Infine sono intervenuti Danilo De Luise, della Fondazione San Marcellino di Genova e Mara Morelli, del Dipartimento di Scienze della Comunicazione Linguistica e Culturale (DISCLIC) dell’Università di Genova, promotori del percorso di formazione sulla mediazione comunitaria a Genova. «L’obiettivo è allargare la rete – spiegano – con l’espansione dei gruppi di cittadini e operatori di polizia coinvolti nel progetto. Occorre diffondere questo metodo, farlo conoscere il più possibile alla cittadinanza.

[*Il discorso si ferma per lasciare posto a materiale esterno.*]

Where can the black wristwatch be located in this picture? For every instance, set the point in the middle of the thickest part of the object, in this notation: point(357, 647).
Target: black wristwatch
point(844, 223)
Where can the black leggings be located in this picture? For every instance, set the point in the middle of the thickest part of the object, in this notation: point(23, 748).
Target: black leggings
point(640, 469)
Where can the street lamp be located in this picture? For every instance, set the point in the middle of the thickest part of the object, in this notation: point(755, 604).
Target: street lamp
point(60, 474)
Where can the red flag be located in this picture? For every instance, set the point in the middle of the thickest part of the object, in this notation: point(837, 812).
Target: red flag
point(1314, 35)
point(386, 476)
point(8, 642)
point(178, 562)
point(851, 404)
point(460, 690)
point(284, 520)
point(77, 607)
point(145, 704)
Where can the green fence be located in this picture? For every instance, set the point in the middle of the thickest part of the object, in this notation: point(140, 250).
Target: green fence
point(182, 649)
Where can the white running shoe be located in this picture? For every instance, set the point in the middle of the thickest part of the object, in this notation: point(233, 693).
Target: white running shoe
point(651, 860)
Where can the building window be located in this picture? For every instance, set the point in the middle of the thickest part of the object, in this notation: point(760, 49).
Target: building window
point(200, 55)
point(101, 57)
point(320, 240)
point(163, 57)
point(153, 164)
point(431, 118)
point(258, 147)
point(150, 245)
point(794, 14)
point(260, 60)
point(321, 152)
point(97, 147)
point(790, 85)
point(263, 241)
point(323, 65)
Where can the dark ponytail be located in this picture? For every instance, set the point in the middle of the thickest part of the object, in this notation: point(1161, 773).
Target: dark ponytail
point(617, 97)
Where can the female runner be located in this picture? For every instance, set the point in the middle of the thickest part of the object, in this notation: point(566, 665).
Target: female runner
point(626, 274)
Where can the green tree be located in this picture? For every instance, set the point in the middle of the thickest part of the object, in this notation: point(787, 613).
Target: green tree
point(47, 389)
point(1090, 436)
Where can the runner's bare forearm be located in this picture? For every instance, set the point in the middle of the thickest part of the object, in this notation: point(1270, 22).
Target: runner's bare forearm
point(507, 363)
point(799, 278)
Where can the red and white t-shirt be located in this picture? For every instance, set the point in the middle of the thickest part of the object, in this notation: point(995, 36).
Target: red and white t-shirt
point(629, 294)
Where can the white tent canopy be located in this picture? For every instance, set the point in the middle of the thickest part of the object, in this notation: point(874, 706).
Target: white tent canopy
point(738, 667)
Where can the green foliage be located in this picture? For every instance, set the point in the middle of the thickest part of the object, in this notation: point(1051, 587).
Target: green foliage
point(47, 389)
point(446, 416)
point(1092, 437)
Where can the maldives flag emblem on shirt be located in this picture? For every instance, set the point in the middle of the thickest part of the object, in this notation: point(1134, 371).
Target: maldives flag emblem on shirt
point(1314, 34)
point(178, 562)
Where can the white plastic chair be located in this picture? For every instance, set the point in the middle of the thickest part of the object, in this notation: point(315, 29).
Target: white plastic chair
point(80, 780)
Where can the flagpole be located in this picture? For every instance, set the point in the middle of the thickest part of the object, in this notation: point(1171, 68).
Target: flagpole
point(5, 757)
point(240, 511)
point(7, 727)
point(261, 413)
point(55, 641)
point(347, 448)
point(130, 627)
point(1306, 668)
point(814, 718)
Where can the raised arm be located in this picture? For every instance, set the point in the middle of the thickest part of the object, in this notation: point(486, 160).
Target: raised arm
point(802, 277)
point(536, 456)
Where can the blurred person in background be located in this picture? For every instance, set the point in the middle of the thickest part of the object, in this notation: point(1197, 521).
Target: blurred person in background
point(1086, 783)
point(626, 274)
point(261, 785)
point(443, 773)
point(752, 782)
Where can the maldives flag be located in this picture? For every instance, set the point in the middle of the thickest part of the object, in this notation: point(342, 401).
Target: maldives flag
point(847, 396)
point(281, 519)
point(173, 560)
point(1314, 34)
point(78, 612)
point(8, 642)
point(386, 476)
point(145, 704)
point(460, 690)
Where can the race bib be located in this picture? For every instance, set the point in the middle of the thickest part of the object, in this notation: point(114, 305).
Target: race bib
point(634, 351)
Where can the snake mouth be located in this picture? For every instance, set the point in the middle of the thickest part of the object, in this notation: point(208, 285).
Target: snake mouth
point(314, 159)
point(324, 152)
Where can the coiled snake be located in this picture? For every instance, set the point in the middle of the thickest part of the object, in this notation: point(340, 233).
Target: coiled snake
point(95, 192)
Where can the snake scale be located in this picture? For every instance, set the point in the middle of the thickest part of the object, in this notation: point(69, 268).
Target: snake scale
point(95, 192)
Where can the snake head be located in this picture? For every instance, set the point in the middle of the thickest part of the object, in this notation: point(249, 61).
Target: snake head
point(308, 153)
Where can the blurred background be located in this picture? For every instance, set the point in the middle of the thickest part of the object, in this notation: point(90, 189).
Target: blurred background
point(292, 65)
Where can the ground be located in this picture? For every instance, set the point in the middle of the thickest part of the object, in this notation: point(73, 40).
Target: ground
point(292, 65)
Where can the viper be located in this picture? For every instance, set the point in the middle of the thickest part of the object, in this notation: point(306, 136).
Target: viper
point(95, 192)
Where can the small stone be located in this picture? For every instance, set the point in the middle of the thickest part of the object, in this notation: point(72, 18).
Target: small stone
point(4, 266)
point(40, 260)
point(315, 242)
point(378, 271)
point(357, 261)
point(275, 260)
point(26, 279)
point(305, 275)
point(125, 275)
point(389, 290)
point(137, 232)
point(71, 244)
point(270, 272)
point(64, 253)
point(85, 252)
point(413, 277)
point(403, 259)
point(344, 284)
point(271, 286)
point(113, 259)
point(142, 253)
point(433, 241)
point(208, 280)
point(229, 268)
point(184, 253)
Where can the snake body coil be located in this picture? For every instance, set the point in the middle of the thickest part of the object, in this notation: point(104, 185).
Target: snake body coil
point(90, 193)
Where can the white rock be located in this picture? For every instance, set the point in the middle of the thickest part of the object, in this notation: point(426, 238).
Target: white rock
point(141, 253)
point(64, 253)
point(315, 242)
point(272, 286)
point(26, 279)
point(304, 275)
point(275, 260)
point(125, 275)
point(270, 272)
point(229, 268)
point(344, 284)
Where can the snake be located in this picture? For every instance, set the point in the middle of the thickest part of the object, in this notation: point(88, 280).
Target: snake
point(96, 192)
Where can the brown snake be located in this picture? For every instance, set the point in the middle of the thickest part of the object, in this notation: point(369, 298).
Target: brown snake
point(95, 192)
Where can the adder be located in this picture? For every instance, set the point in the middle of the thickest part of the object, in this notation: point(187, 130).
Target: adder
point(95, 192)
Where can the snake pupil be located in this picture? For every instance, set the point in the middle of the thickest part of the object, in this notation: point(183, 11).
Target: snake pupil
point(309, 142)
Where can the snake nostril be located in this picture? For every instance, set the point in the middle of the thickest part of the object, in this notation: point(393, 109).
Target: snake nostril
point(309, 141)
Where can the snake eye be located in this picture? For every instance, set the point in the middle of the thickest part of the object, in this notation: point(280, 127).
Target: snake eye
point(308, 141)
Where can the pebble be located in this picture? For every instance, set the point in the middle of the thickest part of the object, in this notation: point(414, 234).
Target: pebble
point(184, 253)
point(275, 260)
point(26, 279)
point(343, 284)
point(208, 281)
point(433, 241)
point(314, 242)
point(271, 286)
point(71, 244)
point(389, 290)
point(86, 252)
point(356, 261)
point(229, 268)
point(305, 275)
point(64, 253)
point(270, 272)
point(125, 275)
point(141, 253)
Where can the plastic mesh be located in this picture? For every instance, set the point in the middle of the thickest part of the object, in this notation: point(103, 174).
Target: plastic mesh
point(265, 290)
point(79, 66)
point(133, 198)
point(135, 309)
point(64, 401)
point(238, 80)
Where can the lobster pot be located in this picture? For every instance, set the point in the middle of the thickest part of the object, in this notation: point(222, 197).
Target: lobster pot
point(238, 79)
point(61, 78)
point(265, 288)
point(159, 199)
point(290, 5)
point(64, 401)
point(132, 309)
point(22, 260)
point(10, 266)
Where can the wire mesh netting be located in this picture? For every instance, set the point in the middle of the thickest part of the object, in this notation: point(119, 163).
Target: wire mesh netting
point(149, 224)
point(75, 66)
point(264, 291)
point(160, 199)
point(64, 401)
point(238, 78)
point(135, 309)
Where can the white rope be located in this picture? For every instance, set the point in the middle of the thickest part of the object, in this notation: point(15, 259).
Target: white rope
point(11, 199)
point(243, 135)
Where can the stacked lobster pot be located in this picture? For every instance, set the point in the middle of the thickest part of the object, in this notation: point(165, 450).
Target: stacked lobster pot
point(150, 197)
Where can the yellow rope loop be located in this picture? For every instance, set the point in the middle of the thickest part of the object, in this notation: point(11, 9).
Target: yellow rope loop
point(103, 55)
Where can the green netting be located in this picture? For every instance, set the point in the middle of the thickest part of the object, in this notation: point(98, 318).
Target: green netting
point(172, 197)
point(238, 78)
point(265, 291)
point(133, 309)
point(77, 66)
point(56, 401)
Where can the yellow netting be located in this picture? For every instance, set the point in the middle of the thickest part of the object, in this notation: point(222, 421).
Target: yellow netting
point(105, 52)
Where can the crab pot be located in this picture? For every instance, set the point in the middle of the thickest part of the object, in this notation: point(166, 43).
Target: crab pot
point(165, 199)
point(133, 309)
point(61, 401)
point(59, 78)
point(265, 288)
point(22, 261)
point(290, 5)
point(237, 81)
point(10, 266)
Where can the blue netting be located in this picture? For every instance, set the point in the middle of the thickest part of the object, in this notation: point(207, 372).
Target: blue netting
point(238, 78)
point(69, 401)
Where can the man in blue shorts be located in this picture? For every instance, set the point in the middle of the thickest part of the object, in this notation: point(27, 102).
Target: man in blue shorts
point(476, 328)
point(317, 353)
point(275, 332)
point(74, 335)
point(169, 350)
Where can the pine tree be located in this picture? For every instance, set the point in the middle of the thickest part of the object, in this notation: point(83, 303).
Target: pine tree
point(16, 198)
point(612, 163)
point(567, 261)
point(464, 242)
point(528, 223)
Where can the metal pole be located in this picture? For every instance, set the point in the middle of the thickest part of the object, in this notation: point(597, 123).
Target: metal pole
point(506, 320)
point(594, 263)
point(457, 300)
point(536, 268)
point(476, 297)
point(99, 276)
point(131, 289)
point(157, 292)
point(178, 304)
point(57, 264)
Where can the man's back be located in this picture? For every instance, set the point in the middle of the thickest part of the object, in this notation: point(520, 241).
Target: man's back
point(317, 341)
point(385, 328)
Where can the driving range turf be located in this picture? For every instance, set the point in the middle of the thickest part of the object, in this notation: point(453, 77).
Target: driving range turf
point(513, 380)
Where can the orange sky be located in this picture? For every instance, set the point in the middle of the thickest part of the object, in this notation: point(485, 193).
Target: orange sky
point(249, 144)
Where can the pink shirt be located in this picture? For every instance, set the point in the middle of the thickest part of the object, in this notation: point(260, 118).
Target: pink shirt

Inoltre, i dati sull’aumento della criminalità predatoria che abbiamo ascoltato in precedenza devono essere incrociati con altri dati: quelli relativi alla disoccupazione, alla dispersione scolastica, al depauperamento dei servizi socio-sanitari, ecc. Solo così possiamo affrontare i conflitti cercando di realizzare una società più coesa. Per quanto riguarda il processo formativo, non parliamo solo di corsi ma anche di altre forme di sensibilizzazione. Proprio in questi giorni abbiamo fatto un giro per tutti i distretti di polizia municipale. L’intenzione è quella di proseguire su questa strada».